He rushed out into the hallway and across to the parlor pinkly lit with velours, even through the rainy day, and so inflexibly calm. Sara might have measured the distance between the chairs, so regimental they stood. The pink-velour curlicue divan with the two pink, gold-tasseled cushions, carelessly exact. The onyx-topped table with the pink-velour drape, also gold-tasseled. The pair of equidistant and immaculate china cuspidors, rose-wreathed. The smell of Sunday.
"Nicky, that you?"
It was his mother, from the dining room.
"Yes, mother," and sauntered in.
There were two women sitting at the round table, shelling nuts. One of them his mother, the other Miss Ada Berkowitz, who jumped up, spilling hulls.
Nicholas, in the velveteen dressing gown with the collar turned up, started to back out, Mrs. Turkletaub spoiling that.
"You can come in, Nicky. Ada'll excuse you. I guess she's seen a man in his dressing gown before; the magazine advertisements are full with them in worse and in less.

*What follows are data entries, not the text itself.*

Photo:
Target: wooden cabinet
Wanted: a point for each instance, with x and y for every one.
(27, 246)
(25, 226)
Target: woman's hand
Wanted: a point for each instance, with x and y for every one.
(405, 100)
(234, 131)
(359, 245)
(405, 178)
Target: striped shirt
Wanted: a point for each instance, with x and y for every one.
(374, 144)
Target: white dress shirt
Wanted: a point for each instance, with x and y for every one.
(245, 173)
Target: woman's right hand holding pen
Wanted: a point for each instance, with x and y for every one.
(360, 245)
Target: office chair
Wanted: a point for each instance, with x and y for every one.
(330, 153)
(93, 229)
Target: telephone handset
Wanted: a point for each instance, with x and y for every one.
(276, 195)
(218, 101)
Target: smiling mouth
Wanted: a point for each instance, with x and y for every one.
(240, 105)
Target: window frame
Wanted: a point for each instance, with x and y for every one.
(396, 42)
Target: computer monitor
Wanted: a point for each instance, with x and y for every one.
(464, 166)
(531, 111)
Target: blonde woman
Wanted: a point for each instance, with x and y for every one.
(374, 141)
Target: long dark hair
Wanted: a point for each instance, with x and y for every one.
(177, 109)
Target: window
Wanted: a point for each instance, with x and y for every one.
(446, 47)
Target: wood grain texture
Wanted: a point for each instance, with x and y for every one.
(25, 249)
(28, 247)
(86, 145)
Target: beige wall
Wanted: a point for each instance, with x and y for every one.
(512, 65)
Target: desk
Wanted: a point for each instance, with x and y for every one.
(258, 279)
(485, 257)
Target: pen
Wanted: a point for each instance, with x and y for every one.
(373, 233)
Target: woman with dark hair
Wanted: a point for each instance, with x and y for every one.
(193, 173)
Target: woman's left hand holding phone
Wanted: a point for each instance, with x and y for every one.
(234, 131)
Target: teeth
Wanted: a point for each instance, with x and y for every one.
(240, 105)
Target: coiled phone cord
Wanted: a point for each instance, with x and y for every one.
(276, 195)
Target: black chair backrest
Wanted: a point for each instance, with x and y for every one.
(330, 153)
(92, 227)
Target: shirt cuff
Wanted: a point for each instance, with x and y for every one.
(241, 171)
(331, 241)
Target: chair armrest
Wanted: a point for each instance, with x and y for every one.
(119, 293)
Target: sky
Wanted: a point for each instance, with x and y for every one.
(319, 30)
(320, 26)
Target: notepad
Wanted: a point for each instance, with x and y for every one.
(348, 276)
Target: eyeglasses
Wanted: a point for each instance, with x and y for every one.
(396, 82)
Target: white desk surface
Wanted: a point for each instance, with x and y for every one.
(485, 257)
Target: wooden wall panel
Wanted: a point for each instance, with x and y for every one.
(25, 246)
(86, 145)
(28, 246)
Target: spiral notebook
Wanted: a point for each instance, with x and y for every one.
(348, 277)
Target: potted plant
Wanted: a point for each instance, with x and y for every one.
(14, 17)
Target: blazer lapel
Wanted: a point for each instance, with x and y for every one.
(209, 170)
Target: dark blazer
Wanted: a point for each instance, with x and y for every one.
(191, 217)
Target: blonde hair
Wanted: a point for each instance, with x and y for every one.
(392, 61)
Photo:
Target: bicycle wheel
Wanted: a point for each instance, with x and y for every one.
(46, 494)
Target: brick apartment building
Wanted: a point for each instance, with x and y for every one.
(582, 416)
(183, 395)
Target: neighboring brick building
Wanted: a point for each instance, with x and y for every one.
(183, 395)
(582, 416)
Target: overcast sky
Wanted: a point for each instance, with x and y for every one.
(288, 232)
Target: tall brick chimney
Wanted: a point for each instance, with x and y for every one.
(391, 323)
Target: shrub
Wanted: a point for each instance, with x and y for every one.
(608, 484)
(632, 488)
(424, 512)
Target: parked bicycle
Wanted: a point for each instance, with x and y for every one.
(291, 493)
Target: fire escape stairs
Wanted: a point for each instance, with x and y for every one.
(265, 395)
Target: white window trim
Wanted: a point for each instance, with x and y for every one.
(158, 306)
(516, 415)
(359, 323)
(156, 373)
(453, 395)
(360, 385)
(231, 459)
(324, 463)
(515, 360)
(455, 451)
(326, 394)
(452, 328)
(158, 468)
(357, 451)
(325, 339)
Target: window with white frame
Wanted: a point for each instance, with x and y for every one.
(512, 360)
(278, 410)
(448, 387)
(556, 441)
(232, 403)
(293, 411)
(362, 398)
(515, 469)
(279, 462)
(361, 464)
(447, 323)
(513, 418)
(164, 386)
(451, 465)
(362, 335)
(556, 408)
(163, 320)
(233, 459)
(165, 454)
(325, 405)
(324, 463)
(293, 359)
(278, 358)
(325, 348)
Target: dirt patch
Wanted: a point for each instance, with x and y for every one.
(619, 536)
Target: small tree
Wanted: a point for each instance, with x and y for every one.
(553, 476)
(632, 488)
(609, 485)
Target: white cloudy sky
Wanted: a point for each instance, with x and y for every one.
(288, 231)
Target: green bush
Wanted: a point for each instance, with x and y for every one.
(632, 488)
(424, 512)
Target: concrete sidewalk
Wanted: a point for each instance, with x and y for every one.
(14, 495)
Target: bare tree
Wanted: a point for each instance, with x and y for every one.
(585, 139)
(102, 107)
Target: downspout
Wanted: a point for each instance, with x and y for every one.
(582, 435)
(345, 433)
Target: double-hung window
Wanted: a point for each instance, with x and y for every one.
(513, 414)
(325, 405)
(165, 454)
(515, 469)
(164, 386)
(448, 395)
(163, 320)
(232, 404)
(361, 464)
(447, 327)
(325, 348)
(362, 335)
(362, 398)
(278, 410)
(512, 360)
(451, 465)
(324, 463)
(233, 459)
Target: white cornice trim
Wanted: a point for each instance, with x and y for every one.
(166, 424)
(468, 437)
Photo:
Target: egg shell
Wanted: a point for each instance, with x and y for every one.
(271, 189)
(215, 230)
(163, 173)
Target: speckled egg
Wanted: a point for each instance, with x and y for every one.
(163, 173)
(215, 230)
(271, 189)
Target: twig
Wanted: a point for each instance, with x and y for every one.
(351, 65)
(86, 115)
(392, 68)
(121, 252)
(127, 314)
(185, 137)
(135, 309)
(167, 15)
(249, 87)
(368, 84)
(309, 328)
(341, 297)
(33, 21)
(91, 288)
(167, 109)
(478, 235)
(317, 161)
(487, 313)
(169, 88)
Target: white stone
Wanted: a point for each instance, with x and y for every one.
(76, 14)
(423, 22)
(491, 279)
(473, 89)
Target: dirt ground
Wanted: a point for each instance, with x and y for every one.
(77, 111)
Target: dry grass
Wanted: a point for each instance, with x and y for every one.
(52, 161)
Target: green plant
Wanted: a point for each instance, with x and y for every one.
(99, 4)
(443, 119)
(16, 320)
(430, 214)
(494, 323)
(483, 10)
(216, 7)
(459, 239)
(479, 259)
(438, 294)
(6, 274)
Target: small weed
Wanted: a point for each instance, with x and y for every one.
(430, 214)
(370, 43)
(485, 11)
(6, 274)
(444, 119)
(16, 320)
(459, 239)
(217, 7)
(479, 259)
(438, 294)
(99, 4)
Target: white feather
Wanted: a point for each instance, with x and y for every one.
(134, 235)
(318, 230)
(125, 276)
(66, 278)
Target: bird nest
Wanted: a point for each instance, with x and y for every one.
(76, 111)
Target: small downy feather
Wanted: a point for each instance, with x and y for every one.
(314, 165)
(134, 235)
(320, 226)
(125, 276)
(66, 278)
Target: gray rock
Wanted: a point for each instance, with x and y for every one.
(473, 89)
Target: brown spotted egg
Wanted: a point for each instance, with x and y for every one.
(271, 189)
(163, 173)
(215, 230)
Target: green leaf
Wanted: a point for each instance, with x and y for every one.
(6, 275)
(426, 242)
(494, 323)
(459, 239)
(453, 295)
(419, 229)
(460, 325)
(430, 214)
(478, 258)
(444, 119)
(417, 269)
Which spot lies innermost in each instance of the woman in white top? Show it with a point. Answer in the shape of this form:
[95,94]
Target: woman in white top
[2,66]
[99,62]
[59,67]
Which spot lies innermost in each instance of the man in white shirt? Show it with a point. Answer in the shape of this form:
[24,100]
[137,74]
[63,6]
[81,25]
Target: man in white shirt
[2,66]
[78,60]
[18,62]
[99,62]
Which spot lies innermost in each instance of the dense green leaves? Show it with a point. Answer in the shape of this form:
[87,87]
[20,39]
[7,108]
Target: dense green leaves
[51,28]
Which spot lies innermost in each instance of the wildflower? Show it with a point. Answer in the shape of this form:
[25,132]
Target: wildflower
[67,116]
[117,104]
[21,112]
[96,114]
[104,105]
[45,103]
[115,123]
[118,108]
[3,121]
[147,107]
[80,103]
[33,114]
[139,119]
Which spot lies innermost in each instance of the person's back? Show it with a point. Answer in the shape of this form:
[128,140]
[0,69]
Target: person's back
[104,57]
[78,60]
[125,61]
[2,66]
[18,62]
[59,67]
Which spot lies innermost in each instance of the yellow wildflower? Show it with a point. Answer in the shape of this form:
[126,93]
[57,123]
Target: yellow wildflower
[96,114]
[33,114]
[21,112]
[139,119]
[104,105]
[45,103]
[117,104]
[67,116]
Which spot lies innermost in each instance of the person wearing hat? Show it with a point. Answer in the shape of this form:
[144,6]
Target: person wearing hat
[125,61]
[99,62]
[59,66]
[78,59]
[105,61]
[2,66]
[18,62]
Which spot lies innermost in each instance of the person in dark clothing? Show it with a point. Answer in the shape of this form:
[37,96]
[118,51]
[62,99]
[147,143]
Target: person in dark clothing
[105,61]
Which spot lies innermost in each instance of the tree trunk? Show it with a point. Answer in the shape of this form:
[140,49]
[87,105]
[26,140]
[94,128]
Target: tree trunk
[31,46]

And on Sunday with a headache from all week working so hard, a girl can forgive. He shouldn't think with his head so much, I always tell him, Ada."
"I didn't know he was here," said Miss Berkowitz, already thinking in terms of what she might have worn.
"I telephoned over for Ada, Nicky. They got an automobile and she don't need to get her feet wet to come over to a lonesome old woman on a rainy Sunday, to spend the day and learn me how to make those delicious stuffed dates like she fixed for her mother's card party last week. Draw up a chair, Nicky, and help."
She was casual, she was matter-of-fact, she was bent on the business of nut cracking. They crashed softly, never so much as bruised by her carefully even pressure.